People’s Republic of China president Xi Jinping has taken a noticeably stronger rhetorical stand against North Korea’s nuclear program since he came to office in March on the heels of North Korea’s third nuclear test on February 12, 2013. China backed a new UN Security Council resolution condemning North Korea’s test and clearly distanced itself from North Korea, in contrast to its decision to embrace and defend North Korea as a strategic asset following North Korea’s second nuclear test in 2009. There has been a slowdown in high-level contacts with Kim Jong-un and a striking chilliness to Sino-DPRK interaction following meetings in July and November 2012 between Kim Jong-un and high-level Chinese officials in Pyongyang. Last week DPRK Vice Minister held a “strategic dialogue” with his PRC foreign ministry counterpart Zhang Yesui that was devoid of the party-to-party interaction that has long made China-DPRK interactions “special” rather than “normal.”
The rhetorical shift has emerged clearly since President Xi first stated at the Boao Forum in March that “no one should be allowed to throw a region and even the world into chaos for selfish gains.” Moreover, Xi delivered a harsh message to North Korea’s top military figure Choe Ryong-hae during Choe’s late May visit to Beijing days prior to the Xi-Obama Sunnylands summit. During that meeting, Xi emphasized that “all the parties involved should stick to the objective of denuclearization, safeguard peace and stability on the peninsula, and resolve disputes through dialogue and consultation.”
President Xi reiterated China’s commitment to the unacceptability of North Korea as a nuclear weapons state in his summit discussions with President Obama in Sunnylands in June, aligning China’s policy priority on denuclearization with the respective positions of the United States and South Korea. The clarity of this statement bolstered the confidence of the Obama administration that the United States and China might actually be able to cooperate in achieving a denuclearized Korean peninsula, and it has become the major concrete hope for better U.S.-China relations that is most directly associated with the idea that the United States and China can forge a “new type of great power relationship,” in which both powers can cooperate to achieve “win-win” results. But North Korea has emerged near the top of the U.S.-China agenda not so much because of a convergence of interests, but because it is the least difficult of an array of regional security challenges facing the United States and China.Enjoying this article? Click here to subscribe for full access. Just $5 a month.
The Xi-Obama commitment to build a “new type of great power relationship” provided a big boost to South Korea’s Park Geun-hye, who has come into office with a vision of cooperation in Northeast Asia that involves development of an improved South Korean relationship with China, but not at the expense of the U.S.-ROK alliance. A positive framework for U.S.-China relations provides South Korea with an opportunity to establish much more comprehensive cooperation with China without feeling that it has to choose between China and the United States. It also created hopes that South Korea could finally achieve a strategic breakthrough in its relations with China, at least to the extent that Seoul might be able to win recognition from Beijing that it is likely to be the dominant and most beneficial partner for China on the peninsula. South Koreans have consistently held the yet unrealized hopes for China-South Korea strategic cooperation ever since Roh Tae-woo pursued China-South Korea normalization over two decades ago.

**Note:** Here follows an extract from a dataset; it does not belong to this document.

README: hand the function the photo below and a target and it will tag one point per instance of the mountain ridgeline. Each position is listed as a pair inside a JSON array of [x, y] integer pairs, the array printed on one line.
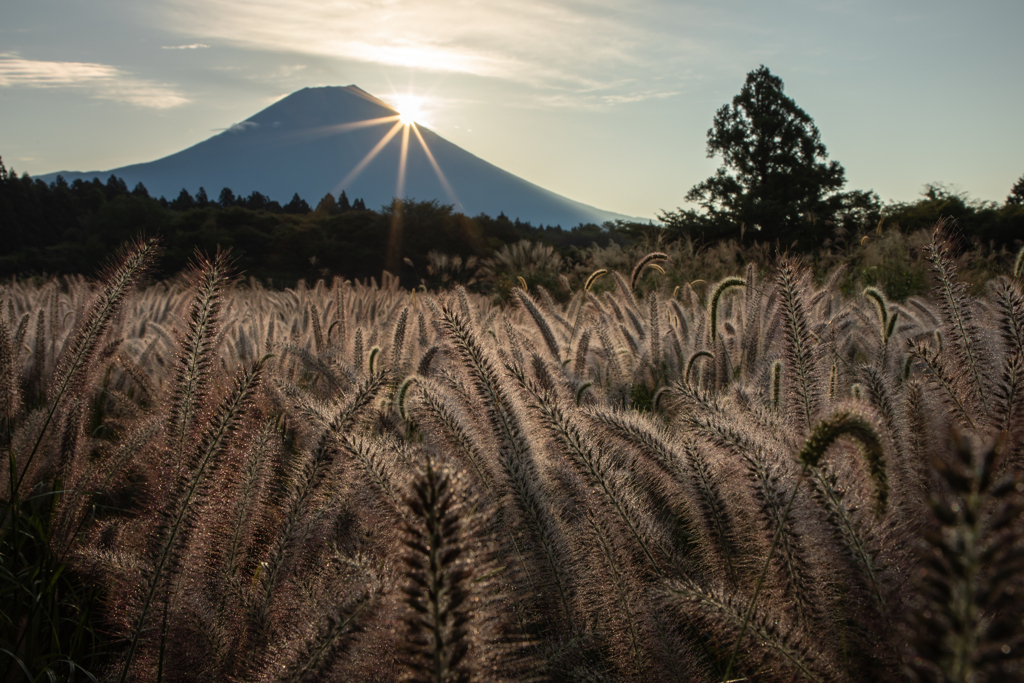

Although South Korea and China may look to build more comprehensive cooperation through a joint statement that expands the scope of Sino-ROK cooperation, and Xi has repeated that it seeks North Korea’s denuclearization, it is still the case that the respective parties have conflicting secondary priorities regarding the end state of the Korean peninsula that are likely to inhibit cooperation. In this respect, it is notable that Xi emphasized to Park that “China resolutely safeguards the peace and stability of the Korean Peninsula and the region, opposes any party that disrupts peace and stability and adheres to resolving problems through dialogue and negotiations.” Following North Korea’s third nuclear test, China’s declaratory policies regarding North Korea have swung into alignment with those of the United States and South Korea, but China has not sacrificed its priority on stability and there is no indication as of yet that North Korea will return to the path of denuclearization. Park’s outreach to Xi and the joint China-South Korean effort to improve the relationship therefore represent not a breakthrough, but the beginning of an effort that will require considerably more investment before it sees real results.